КАРБОНИ. Слишком просто!

ЭПИМЕТЕЙ. Да, слишком просто!

КАРЛО. Но все записано меж тем. Все глупости, с самого начала. А если они там и окажутся?

ЭПИМЕТЕЙ. Хороши мы будем.

Пауза.

Мой брат пришел?

КАРЛО. Пришел.

ЭПИМЕТЕЙ. Так где же он? Он не зашел ко мне.

КАРЛО. Нет, он пришел к Пандоре.

ЭПИМЕТЕЙ. И он ее увидел?

КАРЛО. Он ее увидел.

ЭПИМЕТЕЙ. И ей сказал, что она уже ничто для мира, он ей сказал: дорогу людям! Чем бы им это ни грозило. Он так ей и сказал, я не ошибся?

КАРЛО. А что, по-твоему, он мог еще сказать?

КАРБОНИ. Он не хочет ни траура, ни забвения. Забвение пока еще грозит ему воспоминанием. Ему нужна прямая линия, трудом начертанная, линия, которая стирается по мере продвижения, ему необходима эта энергия, смертельная борьба, прямая линия, вытянутая к горизонту, а горизонт он видит так же четко, как границу пожара на холмах.

ЭПИМЕТЕЙ. Но не в его же власти уничтожить то, что остается незыблемым, как и не в моей власти было вернуть то, что ушло.

Пауза.

Остается, уходит, возвращается… При чем тут он? Все соткано воедино и держится без нас. Да, держится, словно оно подвешено. И движется, движется непрестанно, и мы то и дело проникаем сквозь, царапая себе глаза.

Входят туристы , переодетые в античных греков.

КАРБОНИ. А вот и снова вы!

ПЕРВЫЙ ТУРИСТ. Ну, в общем, да…

ВТОРОЙ ТУРИСТ. Вы уж простите, мы дико извиняемся, но у нас украли все и…

ПЕРВЫЙ ТУРИСТ. Все! Деньги, чемоданы, фотоаппараты… Там, на стоянке, среди бела дня! Италия!

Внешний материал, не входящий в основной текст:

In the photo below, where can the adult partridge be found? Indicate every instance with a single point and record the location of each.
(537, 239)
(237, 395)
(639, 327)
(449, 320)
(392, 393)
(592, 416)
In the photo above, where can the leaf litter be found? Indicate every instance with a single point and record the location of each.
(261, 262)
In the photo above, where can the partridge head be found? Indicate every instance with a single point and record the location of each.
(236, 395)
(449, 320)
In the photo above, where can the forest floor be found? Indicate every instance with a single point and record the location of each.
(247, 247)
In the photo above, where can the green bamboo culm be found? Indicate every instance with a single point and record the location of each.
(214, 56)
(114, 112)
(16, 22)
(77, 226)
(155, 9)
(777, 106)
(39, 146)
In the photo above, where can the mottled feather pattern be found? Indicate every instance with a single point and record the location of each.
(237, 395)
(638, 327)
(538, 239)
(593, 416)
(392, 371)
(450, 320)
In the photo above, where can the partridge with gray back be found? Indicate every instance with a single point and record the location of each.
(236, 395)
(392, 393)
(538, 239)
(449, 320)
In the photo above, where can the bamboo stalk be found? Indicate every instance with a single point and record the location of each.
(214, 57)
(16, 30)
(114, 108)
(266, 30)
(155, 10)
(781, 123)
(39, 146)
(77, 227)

ВТОРОЙ ТУРИСТ. И тогда дирекция фестиваля согласилась нанять нас статистами…

ПЕРВЫЙ ТУРИСТ. Ведется расследование. Надеюсь, оно не затянется…

КАРБОНИ. Да нет, осталось уже немного. А что это у вас за костюмы?

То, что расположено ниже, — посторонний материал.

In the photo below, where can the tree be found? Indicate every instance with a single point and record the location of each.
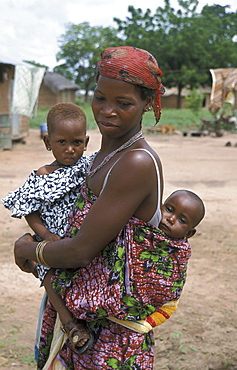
(80, 49)
(185, 43)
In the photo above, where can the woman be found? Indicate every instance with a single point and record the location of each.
(118, 207)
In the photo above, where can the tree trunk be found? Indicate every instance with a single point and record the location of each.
(179, 97)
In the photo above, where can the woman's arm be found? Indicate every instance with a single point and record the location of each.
(36, 224)
(132, 182)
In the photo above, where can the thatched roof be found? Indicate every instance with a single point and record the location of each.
(56, 82)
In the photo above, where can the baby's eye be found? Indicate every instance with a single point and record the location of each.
(124, 104)
(99, 98)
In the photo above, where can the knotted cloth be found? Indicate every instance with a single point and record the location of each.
(135, 66)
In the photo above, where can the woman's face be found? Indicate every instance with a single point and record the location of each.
(117, 107)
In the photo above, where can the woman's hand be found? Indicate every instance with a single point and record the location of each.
(22, 263)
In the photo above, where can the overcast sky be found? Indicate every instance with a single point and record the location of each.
(29, 29)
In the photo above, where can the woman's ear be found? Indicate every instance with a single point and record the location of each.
(148, 105)
(190, 233)
(47, 142)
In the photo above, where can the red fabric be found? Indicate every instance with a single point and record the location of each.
(135, 66)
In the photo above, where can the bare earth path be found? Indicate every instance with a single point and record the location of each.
(202, 333)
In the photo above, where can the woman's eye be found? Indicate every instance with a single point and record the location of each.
(99, 98)
(124, 105)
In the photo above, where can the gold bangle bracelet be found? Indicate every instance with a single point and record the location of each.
(39, 253)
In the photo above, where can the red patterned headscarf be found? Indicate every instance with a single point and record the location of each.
(135, 66)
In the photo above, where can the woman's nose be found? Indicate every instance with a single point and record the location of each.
(108, 110)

ВТОРОЙ ТУРИСТ. Нам их дали, решили, что подойдут. Они, кончено, спорны, но вопрос костюмов в античной пьесе никогда, в общем, не был окончательно решен.

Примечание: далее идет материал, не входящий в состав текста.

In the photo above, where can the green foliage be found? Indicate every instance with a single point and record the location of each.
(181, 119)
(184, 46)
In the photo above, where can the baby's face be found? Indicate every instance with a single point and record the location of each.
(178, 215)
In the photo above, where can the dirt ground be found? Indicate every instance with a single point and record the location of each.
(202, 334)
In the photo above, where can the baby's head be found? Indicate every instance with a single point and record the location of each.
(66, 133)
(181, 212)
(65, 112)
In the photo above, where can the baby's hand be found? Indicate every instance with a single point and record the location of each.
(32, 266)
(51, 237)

КАРБОНИ. А что, тут играют античную пьесу?

ВТОРОЙ ТУРИСТ. Да нет, конечно, наверное, даже, вовсе нет. Но, как бы то ни было, все, что имеет отношение к Античности…

КАРБОНИ. Имеет отношение! А вы к чему имеете отношение?

ПЕРВЫЙ ТУРИСТ. Извините, но не в этом дело. Мы здесь не для того, чтобы к чему-нибудь иметь отношение. Впрочем, к чему вообще театр имеет отношение, как не к самому себе? Мне, однако, кажется, простите, но, раз уж мы заговорили об этом, вся проблема именно в том, что вы все время с чем-то соотноситесь, а это неверный путь.

ВТОРОЙ ТУРИСТ. Да, и нам кажется, как и многим теперь, что театр должен, как бы это сказать, решительно отказаться от утверждений, а идеи в нем должны быть невидимы, покорны и выражаться вместе с пластами жизни, которые их воплощают…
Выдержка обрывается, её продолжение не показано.